# Solved: Acer x193w resolution problem?



## skech (Jul 1, 2008)

I bought my acer yesterday. Max Resolution of this monitor is 1400x900 so why in the display properties I have 10 or 15 resolutions. I have resolutions that are not supported 1680, 1920, 2560 but the 1400x900 resolution is unavailable in the display properties. And why when I right click the nvidia icon in tray before it give me the properties the screen disappear (black).
I install latest drivers from nvidia for my 7300 graphic card but it not solved this problem. So why I have resolutions higher than 1400 and why that resolution is unavailable in properties
Please help


----------



## leroys1000 (Aug 16, 2007)

Did you get a driver cd with the monitor?
There is one at this site.
http://www.versiontracker.com/dyn/moreinfo/win/155409
Link toward the bottom of the page.


----------



## skech (Jul 1, 2008)

NO There is cd but only with user guide in it. I look for driver and the link that you gave me and when I go to instal in monitor proerties nothing happens instalation cannot recognize the driver


----------



## nate8282 (Sep 6, 2006)

i have an acer laptop with the same issue.
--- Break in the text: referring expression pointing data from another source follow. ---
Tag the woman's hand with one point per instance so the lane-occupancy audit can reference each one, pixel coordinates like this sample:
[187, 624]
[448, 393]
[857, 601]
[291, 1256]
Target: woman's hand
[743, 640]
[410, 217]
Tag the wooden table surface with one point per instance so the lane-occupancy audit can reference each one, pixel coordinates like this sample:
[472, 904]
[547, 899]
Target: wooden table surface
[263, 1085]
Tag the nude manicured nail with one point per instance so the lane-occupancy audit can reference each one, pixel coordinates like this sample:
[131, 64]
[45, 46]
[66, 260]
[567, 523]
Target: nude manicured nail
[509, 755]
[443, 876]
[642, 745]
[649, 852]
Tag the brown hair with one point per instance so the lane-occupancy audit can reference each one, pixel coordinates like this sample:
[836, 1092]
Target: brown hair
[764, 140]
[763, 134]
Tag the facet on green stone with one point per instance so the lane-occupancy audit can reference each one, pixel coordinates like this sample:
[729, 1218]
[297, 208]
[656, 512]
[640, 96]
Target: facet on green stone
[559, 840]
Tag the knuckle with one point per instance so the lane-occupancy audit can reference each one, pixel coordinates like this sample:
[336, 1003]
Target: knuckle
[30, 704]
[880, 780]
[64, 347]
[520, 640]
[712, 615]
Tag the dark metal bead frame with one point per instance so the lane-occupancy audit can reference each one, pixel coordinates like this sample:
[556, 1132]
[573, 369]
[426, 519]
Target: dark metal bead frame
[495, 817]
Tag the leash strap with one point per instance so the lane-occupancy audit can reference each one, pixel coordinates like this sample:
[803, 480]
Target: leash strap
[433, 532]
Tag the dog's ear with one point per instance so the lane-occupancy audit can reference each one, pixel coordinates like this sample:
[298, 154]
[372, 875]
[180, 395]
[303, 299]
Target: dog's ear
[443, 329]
It turns out that this laptop was made for a full HD display and it even says so on the laptop stickers and all, even the website i bought it from says it's full 1080p HD and guess what it's actually 2 resolutions smaller than that, Acer put the wrong displays in some of their monitors and instead of fixing them they just deny it and are not willing to fix it, it was either keep it or return it to the website i bought it from. I found others online with this same problem. Your issue isn't exactly the same as mine but it wonder if it something similar.


----------



## skech (Jul 1, 2008)

thanks to all but I found the solution it was the drivers. I download them from the official acer web page and instal and when I restat my PC everything went to normal. I have max resolution 1400x900 and that was the last one. So thanks again and nate8282 try this one
http://global.acer.com/support/download.htm
download the drivers from there maybe it solve your problem too


----------



## skech (Jul 1, 2008)

If some one need the drivers for this monitor here (from the official site)

ftp://ftp.work.acer-euro.com/monitor/lcd/X193Wx Vista Driver.zip

works witt all wndows not only vista


----------